Excerpts taken from http://www.telegraph.co.uk/news/uknews/crime/8691428/London-riots-international-reaction.html
Riot-swept Britain is tasting the "bitter fruit" of its failure to introduce Chinese-style controls on social networking sites like Twitter and Facebook, Chinese state media crowed on Tuesday, while raising questions over whether London could be trusted to stage a safe 2012 Olympic Games.
"The West have been talking about supporting internet freedom, and oppose other countries' government to control this kind of websites, now we can say they are tasting the bitter fruit [of their complacency] and they can't complain about it," wrote one commentator in official Communist Party mouthpiece, People's Daily.
The conservative Resalat newspaper, in a commentary headlined "unrest spreads from Tottenham to Brixton", called the protests the "worst possible news for David Cameron's coalition government" and blamed "human rights abuses".
"The violence and continued chaos in the UK are the result of factors like human rights violations in the country, prejudice against immigrants and coloured people, incidents like the Murdoch scandals and the country's critical economic conditions," the newspaper concluded.
The hardline Iranian newspaper claimed that the violence was carried out by students who were forced to drop out of university because of the rise in university tuition fees.
Zimbabwe's president Robert Mugabe: "Britain I understand is on fire, London especially and we hope they can extinguish their fire, pay attention to their internal problems and to that fire which is now blazing all over, and leave us alone.

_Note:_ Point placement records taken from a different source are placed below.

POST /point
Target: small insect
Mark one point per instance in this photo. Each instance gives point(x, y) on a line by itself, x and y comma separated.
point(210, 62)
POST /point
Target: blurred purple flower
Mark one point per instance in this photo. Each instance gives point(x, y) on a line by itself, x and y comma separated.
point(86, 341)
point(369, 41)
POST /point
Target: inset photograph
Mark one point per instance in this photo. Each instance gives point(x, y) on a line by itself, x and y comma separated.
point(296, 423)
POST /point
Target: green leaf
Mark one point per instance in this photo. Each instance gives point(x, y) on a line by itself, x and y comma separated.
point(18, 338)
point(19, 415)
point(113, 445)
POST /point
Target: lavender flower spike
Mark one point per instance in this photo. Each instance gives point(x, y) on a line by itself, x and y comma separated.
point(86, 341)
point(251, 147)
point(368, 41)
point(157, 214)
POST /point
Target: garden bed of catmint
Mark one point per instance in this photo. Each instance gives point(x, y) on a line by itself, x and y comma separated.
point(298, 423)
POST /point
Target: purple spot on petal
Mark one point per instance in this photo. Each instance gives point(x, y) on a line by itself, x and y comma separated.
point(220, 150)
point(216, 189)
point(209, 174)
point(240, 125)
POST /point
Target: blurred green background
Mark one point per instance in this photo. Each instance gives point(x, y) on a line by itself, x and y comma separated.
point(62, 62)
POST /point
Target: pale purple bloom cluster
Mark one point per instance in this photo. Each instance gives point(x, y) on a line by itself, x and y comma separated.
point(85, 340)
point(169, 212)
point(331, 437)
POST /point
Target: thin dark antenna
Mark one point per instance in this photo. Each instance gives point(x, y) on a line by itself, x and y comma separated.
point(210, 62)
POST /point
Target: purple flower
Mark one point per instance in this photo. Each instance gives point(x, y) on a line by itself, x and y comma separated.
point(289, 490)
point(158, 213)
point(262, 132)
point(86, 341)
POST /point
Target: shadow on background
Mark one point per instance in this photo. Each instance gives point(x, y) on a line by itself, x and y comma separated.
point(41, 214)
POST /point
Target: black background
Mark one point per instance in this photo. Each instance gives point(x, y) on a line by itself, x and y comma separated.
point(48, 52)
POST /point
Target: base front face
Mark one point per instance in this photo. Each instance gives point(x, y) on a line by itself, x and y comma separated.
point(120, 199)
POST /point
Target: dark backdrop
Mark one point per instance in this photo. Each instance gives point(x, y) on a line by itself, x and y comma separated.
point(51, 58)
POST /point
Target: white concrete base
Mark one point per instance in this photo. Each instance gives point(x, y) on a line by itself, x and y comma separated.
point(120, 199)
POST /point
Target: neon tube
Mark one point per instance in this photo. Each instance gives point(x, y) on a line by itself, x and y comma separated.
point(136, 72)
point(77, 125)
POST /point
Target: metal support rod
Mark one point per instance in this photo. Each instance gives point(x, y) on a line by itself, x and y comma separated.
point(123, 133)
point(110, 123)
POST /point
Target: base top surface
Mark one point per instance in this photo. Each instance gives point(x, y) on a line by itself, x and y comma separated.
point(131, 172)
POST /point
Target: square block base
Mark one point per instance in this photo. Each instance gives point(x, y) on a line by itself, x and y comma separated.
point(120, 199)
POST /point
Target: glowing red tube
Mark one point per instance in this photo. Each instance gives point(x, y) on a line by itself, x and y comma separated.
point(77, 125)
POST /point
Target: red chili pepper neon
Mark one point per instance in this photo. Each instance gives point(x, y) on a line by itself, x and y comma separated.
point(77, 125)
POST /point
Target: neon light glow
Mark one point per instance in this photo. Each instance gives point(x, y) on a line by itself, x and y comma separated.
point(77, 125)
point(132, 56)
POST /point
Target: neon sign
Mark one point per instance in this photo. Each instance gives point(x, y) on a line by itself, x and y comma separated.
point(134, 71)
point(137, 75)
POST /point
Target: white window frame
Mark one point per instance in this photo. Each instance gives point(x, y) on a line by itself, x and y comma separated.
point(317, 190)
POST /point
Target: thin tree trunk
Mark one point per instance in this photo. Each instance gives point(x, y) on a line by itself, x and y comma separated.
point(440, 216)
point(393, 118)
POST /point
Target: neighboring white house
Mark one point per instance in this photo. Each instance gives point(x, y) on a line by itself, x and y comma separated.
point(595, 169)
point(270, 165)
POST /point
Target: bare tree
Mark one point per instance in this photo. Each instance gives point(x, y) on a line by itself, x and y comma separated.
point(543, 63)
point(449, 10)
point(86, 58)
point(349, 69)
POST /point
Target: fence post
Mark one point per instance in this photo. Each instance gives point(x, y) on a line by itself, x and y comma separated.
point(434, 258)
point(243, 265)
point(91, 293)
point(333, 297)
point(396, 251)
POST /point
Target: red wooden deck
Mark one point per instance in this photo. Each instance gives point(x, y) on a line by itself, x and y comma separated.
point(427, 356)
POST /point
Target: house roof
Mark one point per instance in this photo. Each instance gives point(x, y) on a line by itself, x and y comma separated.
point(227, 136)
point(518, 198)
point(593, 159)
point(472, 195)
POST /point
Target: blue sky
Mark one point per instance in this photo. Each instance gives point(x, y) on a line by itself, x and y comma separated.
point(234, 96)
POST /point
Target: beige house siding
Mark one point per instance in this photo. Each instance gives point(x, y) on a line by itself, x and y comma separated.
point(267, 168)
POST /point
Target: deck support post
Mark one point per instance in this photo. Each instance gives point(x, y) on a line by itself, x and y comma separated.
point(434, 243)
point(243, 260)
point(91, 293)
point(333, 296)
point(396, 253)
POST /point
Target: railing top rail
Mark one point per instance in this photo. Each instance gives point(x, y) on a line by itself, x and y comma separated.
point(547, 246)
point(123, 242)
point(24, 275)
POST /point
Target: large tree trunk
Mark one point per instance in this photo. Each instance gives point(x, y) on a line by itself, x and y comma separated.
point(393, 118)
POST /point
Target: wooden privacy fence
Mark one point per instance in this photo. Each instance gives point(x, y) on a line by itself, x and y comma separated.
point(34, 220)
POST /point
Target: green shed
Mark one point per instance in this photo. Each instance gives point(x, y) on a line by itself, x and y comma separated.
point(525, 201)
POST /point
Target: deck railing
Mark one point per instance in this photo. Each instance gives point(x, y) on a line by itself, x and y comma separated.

"We do not have any fire here and we do not want them to continue to create unnecessary problems in our country. We want peace, and the people of Zimbabwe want peace."
Abdullah Ansari wrote in The Pakistan Observer, that the London riots proved the west was fair from a model for "progress and prosperity".
"Therefore, I want to condemn the self-ashamed behaviours of mental slaves of West who never ever show the complete picture to media."
Libyan state-run Al-Jamahiriyah TV showed a programme called "Homeland's Desire". The presenter, Yusuf Shakir, midway into the programme, began to address the British people in English, urging them to "defeat this British regime" which "killed their brothers".
He said the Libyan people and their leader supported "black power in America and Britain" and always defended blacks who "suffered racial discrimination" in the UK.
He said blacks and the poor took to the streets in London to demonstrate against the British "fascist" government. He added that Libyans would hold demonstrations holding up pictures of Mark Duggan, the man shot by police in Tottenham.